Yes, that produces similar code, and adding the following to it produces an
executable test that fails at -O3.

void main()
{
  uint8_t dst[128];
  int16_t dct[16];
  int i;

  for (i = 0; i < 16; i++)
dct[i] = i*10 + i;
  for (i = 0; i < 128; i++)
dst[i] = i;

  add4x4_idct(dst, dct);

  if (dst[0] != 14 || dst[1] != 0 || dst[2] != 4 || dst[3] != 2 
  || dst[32] != 28 || dst[33] != 35 || dst[34] != 33 || dst[35] != 35)
abort();

}

Continuing to debug further...

[Bug tree-optimization/85698] [8/9 Regression] CPU2017 525.x264_r fails starting with r257581

2018-05-11 Thread pthaugen at gcc dot gnu.org
https://gcc.gnu.org/bugzilla/show_bug.cgi?id=85698

--- Comment #5 from Pat Haugen  ---
(In reply to Richard Biener from comment #4)
> 
> Can you claify whether test, ref or train inputs fail for you?  I tried
> AVX256, AVX128 and plain old SSE sofar without any issue but ref takes some
> time...
> 

I see the error for ref and test inputs. The train input appears to pass, but
then  the FDO optimized version fails with the ref input also.

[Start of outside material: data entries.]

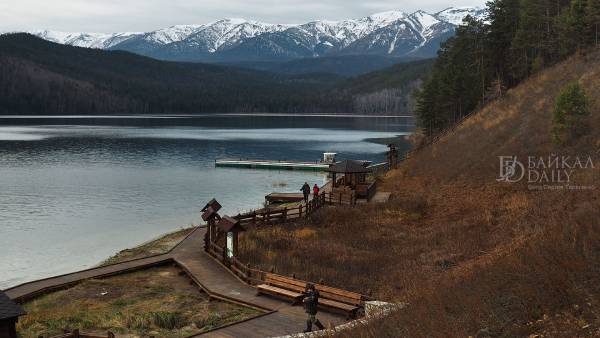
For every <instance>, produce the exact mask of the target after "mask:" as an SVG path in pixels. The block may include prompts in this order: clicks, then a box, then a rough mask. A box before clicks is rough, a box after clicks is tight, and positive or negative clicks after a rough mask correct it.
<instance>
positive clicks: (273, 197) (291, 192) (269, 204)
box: [265, 192, 304, 205]
mask: <svg viewBox="0 0 600 338" xmlns="http://www.w3.org/2000/svg"><path fill="white" fill-rule="evenodd" d="M302 201H304V195H302V193H295V192H272V193H270V194H268V195H267V196H265V202H266V204H267V205H271V204H279V203H294V202H302Z"/></svg>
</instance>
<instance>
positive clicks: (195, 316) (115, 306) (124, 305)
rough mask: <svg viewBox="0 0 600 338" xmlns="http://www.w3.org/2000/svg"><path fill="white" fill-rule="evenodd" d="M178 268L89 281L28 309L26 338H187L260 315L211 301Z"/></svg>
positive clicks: (26, 309)
mask: <svg viewBox="0 0 600 338" xmlns="http://www.w3.org/2000/svg"><path fill="white" fill-rule="evenodd" d="M190 282H191V281H190V280H189V279H188V278H187V277H186V276H184V275H183V273H182V272H181V271H180V270H179V269H177V268H174V267H157V268H152V269H148V270H144V271H139V272H134V273H129V274H125V275H120V276H115V277H111V278H107V279H99V280H89V281H86V282H83V283H81V284H79V285H77V286H75V287H72V288H70V289H67V290H63V291H58V292H54V293H51V294H48V295H45V296H42V297H39V298H37V299H34V300H33V301H30V302H28V303H26V304H24V308H25V310H26V311H27V316H24V317H23V318H22V319H21V320H20V321H19V323H18V326H17V330H18V333H19V335H20V337H35V338H37V337H39V336H41V335H43V336H44V337H48V336H52V335H56V334H59V333H62V330H63V329H76V328H79V329H83V330H85V331H87V332H98V333H104V334H105V333H106V331H107V330H110V331H112V332H114V333H116V334H118V335H119V336H120V337H142V336H144V337H145V336H149V335H153V336H155V337H186V336H190V335H192V334H197V333H200V332H203V331H206V330H210V329H212V328H215V327H218V326H221V325H224V324H228V323H232V322H236V321H239V320H243V319H246V318H249V317H251V316H254V315H256V314H258V312H257V311H256V310H253V309H249V308H244V307H240V306H237V305H233V304H230V303H226V302H221V301H214V300H213V301H209V299H208V296H207V295H206V294H204V293H202V292H201V291H199V290H198V289H197V288H196V286H195V285H192V283H190Z"/></svg>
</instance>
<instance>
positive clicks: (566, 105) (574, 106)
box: [552, 82, 590, 143]
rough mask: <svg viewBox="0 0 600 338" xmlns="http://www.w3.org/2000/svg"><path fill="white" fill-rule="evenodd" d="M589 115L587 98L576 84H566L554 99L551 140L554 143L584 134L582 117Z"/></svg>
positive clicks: (588, 108)
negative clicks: (552, 127) (552, 123)
mask: <svg viewBox="0 0 600 338" xmlns="http://www.w3.org/2000/svg"><path fill="white" fill-rule="evenodd" d="M589 114H590V111H589V103H588V98H587V96H586V95H585V91H584V90H583V88H582V87H581V86H580V85H579V83H577V82H573V83H570V84H567V85H566V86H564V87H563V88H562V90H561V91H560V94H559V95H558V96H557V97H556V101H555V104H554V118H553V128H552V138H553V139H554V141H555V142H556V143H563V142H565V141H566V140H567V139H571V138H576V137H578V136H580V135H581V134H583V133H584V132H585V129H586V128H585V127H586V125H585V123H584V122H585V121H584V120H583V117H585V116H587V115H589Z"/></svg>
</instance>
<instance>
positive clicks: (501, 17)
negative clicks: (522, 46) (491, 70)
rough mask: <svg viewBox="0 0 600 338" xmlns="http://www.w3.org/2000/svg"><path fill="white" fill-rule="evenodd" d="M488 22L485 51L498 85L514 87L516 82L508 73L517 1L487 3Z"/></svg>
mask: <svg viewBox="0 0 600 338" xmlns="http://www.w3.org/2000/svg"><path fill="white" fill-rule="evenodd" d="M487 6H488V18H487V19H488V21H489V22H490V27H489V34H488V39H487V42H488V44H487V49H488V54H489V56H490V60H492V61H491V63H492V67H493V68H494V73H495V74H494V76H495V78H496V81H499V82H500V84H502V83H504V84H508V85H514V84H515V83H517V80H516V79H515V78H514V77H512V76H511V73H510V71H509V68H510V67H509V60H510V59H512V56H511V49H510V47H511V44H512V41H513V39H514V38H515V35H516V33H517V29H518V27H519V0H494V1H490V2H488V3H487Z"/></svg>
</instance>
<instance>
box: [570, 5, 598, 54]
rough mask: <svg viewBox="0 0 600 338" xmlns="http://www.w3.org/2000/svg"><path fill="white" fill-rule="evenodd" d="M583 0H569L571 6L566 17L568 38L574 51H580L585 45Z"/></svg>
mask: <svg viewBox="0 0 600 338" xmlns="http://www.w3.org/2000/svg"><path fill="white" fill-rule="evenodd" d="M584 1H585V0H571V8H570V10H569V15H568V17H567V32H568V33H569V35H568V38H569V39H570V40H571V41H573V43H574V45H575V50H576V51H580V50H581V49H582V48H583V47H584V46H585V45H586V34H585V32H586V22H585V18H586V8H585V2H584ZM597 1H598V0H597Z"/></svg>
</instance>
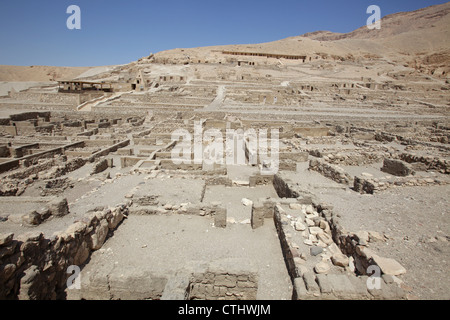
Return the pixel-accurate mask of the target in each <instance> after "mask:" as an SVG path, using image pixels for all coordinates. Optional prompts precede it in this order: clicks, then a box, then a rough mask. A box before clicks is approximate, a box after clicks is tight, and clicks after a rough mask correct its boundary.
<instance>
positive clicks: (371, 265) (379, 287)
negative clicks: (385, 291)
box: [366, 265, 381, 290]
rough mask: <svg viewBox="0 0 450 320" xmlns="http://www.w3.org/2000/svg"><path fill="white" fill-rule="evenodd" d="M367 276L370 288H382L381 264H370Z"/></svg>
mask: <svg viewBox="0 0 450 320" xmlns="http://www.w3.org/2000/svg"><path fill="white" fill-rule="evenodd" d="M366 273H367V275H369V277H368V278H367V281H366V285H367V289H369V290H374V289H376V290H380V289H381V269H380V267H379V266H376V265H370V266H369V267H368V268H367V272H366Z"/></svg>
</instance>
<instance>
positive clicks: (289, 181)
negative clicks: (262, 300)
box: [0, 52, 450, 300]
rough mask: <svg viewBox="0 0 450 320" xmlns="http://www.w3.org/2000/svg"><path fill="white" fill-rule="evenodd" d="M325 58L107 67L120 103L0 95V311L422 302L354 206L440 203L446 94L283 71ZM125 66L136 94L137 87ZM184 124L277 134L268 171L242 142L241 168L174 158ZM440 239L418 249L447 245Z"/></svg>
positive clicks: (424, 86)
mask: <svg viewBox="0 0 450 320" xmlns="http://www.w3.org/2000/svg"><path fill="white" fill-rule="evenodd" d="M235 56H238V57H235ZM271 59H272V60H271ZM280 59H285V60H286V61H284V60H283V61H284V66H282V67H280V66H279V64H278V62H277V61H279V60H280ZM322 60H323V59H322V58H320V57H312V59H311V57H307V56H298V57H297V56H283V55H280V56H271V54H269V53H265V54H263V55H242V54H239V52H222V53H220V52H219V53H217V57H216V60H214V59H212V60H211V61H207V62H208V63H206V62H205V61H203V60H199V61H191V62H190V65H189V67H188V68H187V69H186V70H187V71H183V70H184V69H180V68H179V66H180V65H186V62H185V61H182V60H177V59H175V60H170V59H169V60H167V59H166V60H164V59H162V58H161V57H160V56H157V57H149V58H148V59H143V60H140V61H139V62H138V63H136V64H134V65H133V68H134V69H131V70H124V69H123V68H122V69H120V70H117V72H116V73H115V74H119V76H118V79H124V78H126V79H129V81H127V82H126V83H123V90H122V91H120V90H118V91H115V92H113V93H100V94H94V93H79V94H74V93H62V92H48V90H44V89H39V88H33V89H30V90H28V91H23V92H18V93H11V94H10V95H9V96H8V97H3V98H2V99H0V107H1V109H2V110H12V111H10V112H9V113H8V114H7V115H5V116H3V117H2V118H1V119H0V175H1V178H0V179H1V183H0V207H1V208H2V210H0V299H156V300H158V299H177V300H185V299H187V300H191V299H200V300H210V299H237V300H239V299H241V300H248V299H298V300H316V299H368V300H369V299H411V298H414V297H415V296H417V295H418V294H419V293H417V290H419V289H417V287H414V288H413V287H411V286H410V285H409V281H410V280H411V277H410V278H408V274H411V273H413V274H414V272H416V269H414V268H417V266H414V265H411V263H410V260H409V259H408V258H407V257H408V254H409V253H408V252H407V250H406V249H403V250H404V251H401V252H400V254H396V252H397V251H398V250H400V249H398V248H397V249H396V250H397V251H391V250H390V248H391V246H393V245H394V244H395V243H397V242H398V241H399V240H395V239H396V238H395V237H396V233H395V231H394V230H393V229H392V230H391V229H389V228H388V226H389V222H387V221H386V222H385V224H383V221H381V223H380V222H379V221H378V220H377V221H376V219H377V218H376V217H374V216H373V215H370V214H369V213H368V211H369V209H368V208H366V207H363V206H361V205H358V204H361V203H363V204H364V203H365V202H364V201H367V203H369V202H370V203H371V204H372V205H373V209H374V210H375V211H379V212H381V213H382V214H383V215H385V216H387V215H388V213H389V212H390V210H389V209H388V208H386V207H383V201H384V200H379V202H377V201H378V199H385V198H384V197H386V195H388V194H389V192H394V191H395V192H399V193H400V194H401V195H402V196H401V197H399V198H398V203H397V204H396V205H398V207H402V208H407V209H408V210H410V211H411V212H410V214H411V218H414V215H416V214H417V212H416V211H415V210H414V204H411V203H409V202H408V199H407V198H406V196H403V195H408V193H409V192H414V194H417V192H415V191H414V190H421V191H420V192H419V193H422V194H423V195H424V196H427V193H428V192H427V190H433V191H432V192H430V193H435V194H437V195H439V194H440V195H444V196H445V195H446V194H447V195H448V190H449V189H448V184H449V182H450V178H449V173H450V166H449V164H450V146H449V144H448V143H449V138H450V124H449V121H448V108H449V107H448V106H449V102H450V100H449V96H448V94H446V93H445V92H442V91H440V90H435V89H436V88H437V87H436V85H435V84H432V83H428V84H424V83H422V82H420V83H419V82H418V83H415V82H413V81H411V82H409V83H408V86H407V87H406V86H404V85H405V83H403V82H402V80H399V81H392V82H386V83H376V82H374V81H373V80H370V79H364V78H362V79H354V78H353V79H345V80H341V81H339V80H333V79H328V78H323V79H322V80H321V81H308V80H307V79H295V80H293V79H292V78H291V77H284V76H283V75H284V74H285V73H286V72H287V73H288V72H289V71H290V70H291V69H290V68H297V64H301V65H300V66H298V68H310V67H311V65H316V64H318V63H321V61H322ZM268 61H269V62H268ZM270 61H274V63H273V64H271V63H270ZM322 63H323V61H322ZM170 65H172V66H170ZM161 66H164V67H165V68H164V69H161V70H162V71H161V72H157V71H154V70H159V69H155V68H157V67H161ZM136 68H138V69H139V70H141V71H140V72H139V76H138V79H139V81H141V82H140V83H139V84H142V82H144V83H145V90H141V89H140V88H139V86H136V85H137V83H134V87H133V86H131V85H133V81H136V79H135V78H134V77H132V76H127V74H128V75H129V74H132V73H133V72H135V71H136ZM170 68H173V73H170V72H169V71H168V70H169V69H170ZM212 68H215V69H214V70H215V71H214V72H213V71H212ZM280 68H281V70H280ZM146 77H147V78H146ZM98 78H99V77H96V79H93V80H96V81H98V80H99V79H98ZM130 79H131V80H130ZM133 79H135V80H133ZM147 79H148V80H149V81H147ZM115 87H116V88H118V85H117V84H116V86H115ZM445 87H446V90H448V89H449V88H448V84H447V85H445ZM130 89H135V91H132V90H130ZM439 89H440V87H439ZM127 90H129V91H127ZM414 95H415V96H414ZM411 97H412V98H411ZM416 98H417V99H416ZM414 99H415V100H414ZM407 101H408V103H407ZM426 106H428V107H426ZM430 106H433V107H430ZM196 124H200V127H201V130H202V133H204V132H206V131H207V130H208V129H215V130H218V132H220V133H222V134H223V136H226V130H227V129H233V130H239V129H241V130H242V131H247V130H250V129H254V130H263V129H267V130H268V132H270V129H276V130H278V132H279V137H278V139H279V140H278V141H279V148H278V150H277V151H274V150H275V149H274V148H273V144H272V140H271V139H273V137H272V136H271V135H270V134H269V145H268V146H266V150H265V151H268V152H269V153H274V155H276V159H278V161H279V163H278V165H279V167H278V170H277V172H275V173H273V174H264V173H262V172H263V171H262V169H263V168H265V167H267V166H270V164H268V163H267V162H266V161H265V160H264V157H262V156H261V154H260V153H259V152H260V151H261V150H258V152H255V150H254V149H252V148H251V141H250V140H249V139H248V137H247V139H246V140H244V141H243V144H242V145H241V149H240V152H242V153H243V154H245V163H244V164H234V163H231V164H230V163H214V164H207V163H205V162H200V163H197V162H195V161H186V162H185V163H175V162H174V161H173V160H174V159H173V150H174V149H175V148H176V147H177V146H181V144H182V141H180V140H179V139H173V135H172V134H173V132H174V131H175V130H177V129H182V130H185V132H188V133H189V134H192V135H193V134H194V127H195V125H196ZM203 148H204V150H206V149H207V143H206V142H205V141H204V144H203ZM223 150H225V153H226V154H229V153H230V152H231V153H232V152H233V150H230V149H227V147H226V145H225V144H224V149H223ZM194 158H195V157H194V151H193V150H192V153H191V154H190V155H188V159H190V160H194ZM251 160H254V161H253V162H252V161H251ZM340 199H345V200H340ZM361 199H363V200H364V199H365V200H364V201H363V202H361ZM343 201H344V202H346V203H345V205H344V204H343V203H342V202H343ZM352 203H355V206H353V205H352ZM392 210H395V209H392ZM392 210H391V211H392ZM443 210H444V211H445V210H447V213H448V207H447V208H444V209H443ZM349 217H352V218H349ZM365 219H367V220H365ZM364 221H366V222H367V223H365V222H364ZM358 223H359V224H360V225H361V227H358V226H357V225H356V226H355V224H358ZM362 225H364V226H362ZM371 226H373V229H371ZM361 228H363V229H361ZM447 231H448V230H447ZM445 232H446V231H445V230H443V233H442V235H437V236H436V237H434V236H432V239H433V241H431V240H430V241H429V242H426V243H428V244H430V243H442V245H444V246H447V247H448V244H447V242H448V233H447V234H445ZM396 241H397V242H396ZM393 243H394V244H393ZM428 244H427V245H428ZM405 250H406V251H405ZM410 265H411V268H408V266H410ZM371 266H372V267H377V268H378V269H374V270H379V274H378V275H377V277H376V278H374V274H373V272H372V271H370V270H371V268H370V267H371ZM71 268H72V269H71ZM73 268H75V269H76V268H79V269H80V273H79V278H77V279H79V281H80V283H79V284H80V286H79V288H72V287H70V286H69V285H68V280H70V279H72V280H73V277H72V276H73V274H74V273H73V271H72V272H68V270H73ZM71 277H72V278H71ZM374 281H379V282H378V284H379V286H378V287H370V286H368V283H372V282H374ZM74 283H76V281H75V282H74ZM435 284H436V285H438V284H437V283H435ZM447 289H448V287H447Z"/></svg>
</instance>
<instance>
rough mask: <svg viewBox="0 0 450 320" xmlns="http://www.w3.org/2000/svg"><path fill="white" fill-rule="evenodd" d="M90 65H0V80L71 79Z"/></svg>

I will keep looking at the other stuff you requested.

[Bug tree-optimization/85698] [8/9 Regression] CPU2017 525.x264_r fails starting with r257581

2018-05-11 Thread rguenth at gcc dot gnu.org
https://gcc.gnu.org/bugzilla/show_bug.cgi?id=85698

--- Comment #4 from Richard Biener  ---
I can see what the patch does to this testcase on x86_64 - it enables BB
vectorization of the first two loops after runrolling.  I don't see anything
suspicious here on x86_64 and 525.x264_r works fine for me.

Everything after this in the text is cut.